Au fond, tenir cela dans le creux de sa main, on aurait dû le comprendre plus tôt, est le fait d’une artiste foncièrement pratique, toute à la construction, à la fabrication, comme le sont les vrais gens de théâtre, moins songe-creux que manœuvriers de la représentation, ouvriers d’un horizon rêvé qu’ils n’auront de cesse d’incarner dans des toiles, des corps et des éclairages. C’est là que Juliette Deschamps n’est plus une vraie janséniste, car elle n’est pas assez dégoûtée du monde ni confinée à ses méditations.
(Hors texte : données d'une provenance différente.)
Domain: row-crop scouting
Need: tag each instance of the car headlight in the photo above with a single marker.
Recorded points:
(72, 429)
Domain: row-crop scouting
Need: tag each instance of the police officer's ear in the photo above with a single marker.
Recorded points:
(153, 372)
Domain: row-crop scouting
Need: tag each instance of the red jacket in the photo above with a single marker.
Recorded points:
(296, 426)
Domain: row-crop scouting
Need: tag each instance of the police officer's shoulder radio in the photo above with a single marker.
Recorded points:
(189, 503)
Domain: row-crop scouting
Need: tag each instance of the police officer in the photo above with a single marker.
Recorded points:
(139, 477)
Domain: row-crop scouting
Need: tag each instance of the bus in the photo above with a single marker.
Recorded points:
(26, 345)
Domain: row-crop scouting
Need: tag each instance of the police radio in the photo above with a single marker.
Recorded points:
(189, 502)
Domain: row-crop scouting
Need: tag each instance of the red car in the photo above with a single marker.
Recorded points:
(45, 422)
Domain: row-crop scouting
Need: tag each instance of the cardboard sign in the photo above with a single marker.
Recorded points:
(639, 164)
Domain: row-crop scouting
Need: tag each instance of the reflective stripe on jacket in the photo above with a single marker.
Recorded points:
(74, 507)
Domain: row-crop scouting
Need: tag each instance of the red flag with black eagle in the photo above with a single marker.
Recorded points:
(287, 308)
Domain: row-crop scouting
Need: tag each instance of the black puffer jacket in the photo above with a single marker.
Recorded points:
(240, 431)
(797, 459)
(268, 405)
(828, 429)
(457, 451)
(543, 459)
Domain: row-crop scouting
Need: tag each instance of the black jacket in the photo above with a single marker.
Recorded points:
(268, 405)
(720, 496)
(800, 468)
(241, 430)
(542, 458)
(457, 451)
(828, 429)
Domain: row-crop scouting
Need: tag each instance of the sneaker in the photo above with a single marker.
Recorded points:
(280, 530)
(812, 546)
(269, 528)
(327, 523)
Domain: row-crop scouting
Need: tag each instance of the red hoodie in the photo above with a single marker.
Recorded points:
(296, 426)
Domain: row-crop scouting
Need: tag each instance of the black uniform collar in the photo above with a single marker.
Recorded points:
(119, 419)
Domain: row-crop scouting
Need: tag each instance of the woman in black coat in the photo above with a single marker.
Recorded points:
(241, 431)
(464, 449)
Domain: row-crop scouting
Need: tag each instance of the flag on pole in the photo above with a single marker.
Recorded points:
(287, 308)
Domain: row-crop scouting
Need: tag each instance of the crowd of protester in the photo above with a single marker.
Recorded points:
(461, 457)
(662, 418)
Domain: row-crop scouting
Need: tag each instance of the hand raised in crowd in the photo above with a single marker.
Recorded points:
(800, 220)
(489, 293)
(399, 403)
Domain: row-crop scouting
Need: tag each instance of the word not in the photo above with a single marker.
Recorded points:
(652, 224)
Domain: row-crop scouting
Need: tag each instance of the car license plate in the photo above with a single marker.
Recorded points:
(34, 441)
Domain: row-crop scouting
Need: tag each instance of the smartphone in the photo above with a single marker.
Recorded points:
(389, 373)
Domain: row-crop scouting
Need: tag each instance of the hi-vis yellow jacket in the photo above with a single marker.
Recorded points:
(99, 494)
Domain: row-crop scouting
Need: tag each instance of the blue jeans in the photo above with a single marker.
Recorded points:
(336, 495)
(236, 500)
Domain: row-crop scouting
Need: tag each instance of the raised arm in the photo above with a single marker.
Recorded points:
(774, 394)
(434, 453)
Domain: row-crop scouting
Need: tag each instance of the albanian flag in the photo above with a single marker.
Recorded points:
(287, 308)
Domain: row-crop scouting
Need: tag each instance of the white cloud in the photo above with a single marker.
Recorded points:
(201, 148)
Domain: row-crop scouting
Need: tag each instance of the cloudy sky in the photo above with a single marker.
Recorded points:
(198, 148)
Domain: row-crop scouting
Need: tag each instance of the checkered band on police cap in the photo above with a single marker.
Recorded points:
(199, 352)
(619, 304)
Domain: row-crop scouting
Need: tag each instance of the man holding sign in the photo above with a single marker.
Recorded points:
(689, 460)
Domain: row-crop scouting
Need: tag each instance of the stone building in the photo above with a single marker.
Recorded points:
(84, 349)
Son théâtre est une abstraction faite vivante et incarnée. Dans son désert, elle plante ses tréteaux et pousse sa troupe. C’est moins les Pensées que Le Capitaine Fracasse.

 

Elle a devant elle des rencontres avec de grands chanteurs et de grands chefs d’orchestre. Ils trouveront devant eux une jeune femme à l’œil clair dont ils ne se méfieront pas. Et puis, ils se retrouveront sommés de faire ce qu’elle aura voulu qu’ils fassent et, ô merveille, se souviendront qu’ils étaient là aussi pour se livrer à un jeu un peu oublié : le théâtre.